Without ever directly addressing why Justice Bradley’s pen would be in need of absolution, Justice Ginsburg spoke of a photograph that is taken periodically of the Supreme Court Justice’s spouses. The audience knowingly chuckled while Justice Ginsburg explained that, with her and Justice O’Connor on the Supreme Court, “the subject of these photographs have changed beyond anything Justice Bradley or even Justice Harlan would have contemplated.”

Justice Ginsburg’s lecture was poised, clear, and moving as she masterfully led the audience through monumental moments in the Supreme Court’s history that came from the lives of Burnita Shelton Matthews and Malvina Harlan. Georgia State Law’s own Professor Mary Radford was in attendance for Justice Ginsburg’s lecture, and had the opportunity to speak with her one-on-one. Of this experience, Radford reflects on Justice Ginsburg’s “dignity and grace,” her “shy smile, almost embarrassed by the amount of attention that was flowing her way,” and recalls that Justice Ginsburg “greeted each individual, from student to faculty member to judge to local dignitary, with a quiet smile and a light handshake . . . wearing black lace gloves.” Professor Radford sums up the day: “An uninformed observer would probably have been astounded to learn that this unassuming, soft-spoken, petite woman was in fact one of the most powerful, insightful, and influential legal thinkers of our time.”

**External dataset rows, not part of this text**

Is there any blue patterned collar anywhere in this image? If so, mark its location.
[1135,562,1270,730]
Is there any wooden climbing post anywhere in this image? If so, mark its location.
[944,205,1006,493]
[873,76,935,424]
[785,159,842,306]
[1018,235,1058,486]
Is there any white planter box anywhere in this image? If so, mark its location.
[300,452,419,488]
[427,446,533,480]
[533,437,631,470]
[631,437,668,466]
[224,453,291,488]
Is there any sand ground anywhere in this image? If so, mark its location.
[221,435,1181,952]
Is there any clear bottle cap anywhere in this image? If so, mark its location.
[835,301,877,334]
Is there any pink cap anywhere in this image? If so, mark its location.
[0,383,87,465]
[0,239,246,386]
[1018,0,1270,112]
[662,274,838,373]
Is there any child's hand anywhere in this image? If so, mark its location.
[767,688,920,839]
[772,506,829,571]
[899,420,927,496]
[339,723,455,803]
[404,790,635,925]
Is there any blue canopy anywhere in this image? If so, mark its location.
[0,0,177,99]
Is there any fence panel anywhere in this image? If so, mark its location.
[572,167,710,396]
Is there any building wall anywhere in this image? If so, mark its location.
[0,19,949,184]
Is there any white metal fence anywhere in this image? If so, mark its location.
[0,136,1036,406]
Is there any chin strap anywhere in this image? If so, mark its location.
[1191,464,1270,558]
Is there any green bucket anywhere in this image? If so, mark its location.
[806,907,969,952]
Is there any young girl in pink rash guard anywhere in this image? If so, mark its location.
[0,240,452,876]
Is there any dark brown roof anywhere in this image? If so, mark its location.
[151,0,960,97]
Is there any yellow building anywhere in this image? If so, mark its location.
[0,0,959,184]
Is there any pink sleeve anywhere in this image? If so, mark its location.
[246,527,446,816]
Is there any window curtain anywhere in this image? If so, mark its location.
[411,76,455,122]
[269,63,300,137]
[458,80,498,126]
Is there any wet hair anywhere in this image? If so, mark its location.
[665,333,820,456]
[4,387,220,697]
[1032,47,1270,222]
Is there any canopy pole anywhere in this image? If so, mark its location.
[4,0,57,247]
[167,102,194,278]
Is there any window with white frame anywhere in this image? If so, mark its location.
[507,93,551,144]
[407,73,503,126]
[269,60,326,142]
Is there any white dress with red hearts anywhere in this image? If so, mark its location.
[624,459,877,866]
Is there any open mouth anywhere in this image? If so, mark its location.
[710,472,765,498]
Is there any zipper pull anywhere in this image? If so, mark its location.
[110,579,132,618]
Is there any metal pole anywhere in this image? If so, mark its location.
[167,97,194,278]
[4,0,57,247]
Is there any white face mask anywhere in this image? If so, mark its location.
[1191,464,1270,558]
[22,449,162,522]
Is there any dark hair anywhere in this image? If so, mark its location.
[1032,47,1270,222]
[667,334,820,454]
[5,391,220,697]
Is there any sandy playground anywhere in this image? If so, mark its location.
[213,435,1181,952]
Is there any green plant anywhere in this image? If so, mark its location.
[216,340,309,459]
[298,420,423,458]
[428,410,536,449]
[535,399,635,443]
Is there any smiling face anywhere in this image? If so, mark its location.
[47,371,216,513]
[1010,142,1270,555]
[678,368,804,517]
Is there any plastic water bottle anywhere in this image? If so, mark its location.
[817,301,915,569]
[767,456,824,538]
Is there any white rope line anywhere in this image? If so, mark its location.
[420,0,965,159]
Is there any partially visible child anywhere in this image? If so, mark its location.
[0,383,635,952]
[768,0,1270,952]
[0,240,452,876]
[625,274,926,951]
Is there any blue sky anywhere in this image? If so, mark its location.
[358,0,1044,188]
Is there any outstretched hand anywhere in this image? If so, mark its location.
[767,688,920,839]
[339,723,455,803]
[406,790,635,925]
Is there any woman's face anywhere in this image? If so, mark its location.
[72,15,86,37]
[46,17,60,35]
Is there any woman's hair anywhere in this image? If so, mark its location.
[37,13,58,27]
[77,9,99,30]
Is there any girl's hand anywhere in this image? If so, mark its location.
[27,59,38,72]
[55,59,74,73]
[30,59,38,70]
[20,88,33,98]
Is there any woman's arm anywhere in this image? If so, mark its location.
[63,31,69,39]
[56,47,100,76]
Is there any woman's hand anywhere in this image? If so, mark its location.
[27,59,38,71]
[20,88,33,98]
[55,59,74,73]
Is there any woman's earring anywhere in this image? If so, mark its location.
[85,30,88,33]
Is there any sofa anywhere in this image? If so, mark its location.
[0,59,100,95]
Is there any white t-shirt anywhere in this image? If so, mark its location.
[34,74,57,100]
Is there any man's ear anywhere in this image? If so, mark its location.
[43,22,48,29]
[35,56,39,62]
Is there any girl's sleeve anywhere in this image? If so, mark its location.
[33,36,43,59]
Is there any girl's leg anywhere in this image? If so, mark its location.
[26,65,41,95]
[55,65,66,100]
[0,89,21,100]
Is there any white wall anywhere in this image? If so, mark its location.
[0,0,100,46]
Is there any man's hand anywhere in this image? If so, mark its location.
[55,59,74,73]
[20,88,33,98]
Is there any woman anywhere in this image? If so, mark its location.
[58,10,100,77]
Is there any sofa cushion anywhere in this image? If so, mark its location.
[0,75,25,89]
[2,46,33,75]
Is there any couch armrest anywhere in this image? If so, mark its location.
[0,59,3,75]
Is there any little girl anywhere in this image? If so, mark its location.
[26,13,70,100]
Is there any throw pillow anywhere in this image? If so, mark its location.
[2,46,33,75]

It is undeniable the impact Ruth Bader Ginsburg left on the nation and the world. On February 13, 2003, she visited our campus in celebration of GSU Law’s 20th anniversary. This year, as GSU Law celebrates its 40th anniversary, we take time to recount her lecture and remember her legacy. To watch Justice Ginsburg’s lecture, learn about other notable visitors, and read about the history of the Georgia State University College of Law, check out GSU Law’s 40th Anniversary Exhibit here.


[1]  Harlan, M.S. and Przybyszewski, L. (2003) in Some Memories of a Long Life, 1854-1911. New York: Modern Library, pp. 113–114.